Name of the Media Source for News websites, Blog sites, Print publications, TV channels. This is simply a cumulation of individual source names, such as 

  • Publication Name

  • Print Source Name

  • TV Channel

Age category

The user-provided or Sprinklr-identified age category of the author. It is applicable for Twitter.

Gender

The user-provided or Sprinklr-identified gender of the author. It is applicable for Twitter.

Media Title

The headline of the article as available on the online website or the print publication. It is applicable for News and Print as sources. 

Editorial Rank

Source-level categorization indicates the editorial ranking of the source. It is applicable for News as a source. The five source ranks are

  1. Source Rank 1: Top international, national, and business news sources

  2. Source Rank 2: Top regional sources

  3. Source Rank 3: A broad range of news sources of good editorial quality.

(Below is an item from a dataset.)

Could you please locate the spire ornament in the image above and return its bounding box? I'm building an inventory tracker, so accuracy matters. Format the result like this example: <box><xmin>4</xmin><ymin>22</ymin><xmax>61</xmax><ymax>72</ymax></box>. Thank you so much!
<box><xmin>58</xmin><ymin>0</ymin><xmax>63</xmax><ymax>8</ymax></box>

It includes the following types of news sources: industry-specific news sources
    Country specific news sources, Canadian Press Government department press releases, International organizations, dedicated sports news sources, etc.

  4. Source Rank 4: It covers a broad range of news sources, newswire sources, and sources with a local focus. It includes the following types of news sources: Regional US news sources, Regional UK news sources, Website press pages, News services, PR Newswire, Political party (affiliated) websites, Topic sites, etc.

  5. Source Rank 5: It covers non-news sources and data and includes the following types of material: Message boards

Story Tags

Tags that can be used to bookmark or group stories. The detailed article can be found in this link.

Tip: Story tags can be used when you would like to analyze specific AI-curated stories together within a custom dashboard.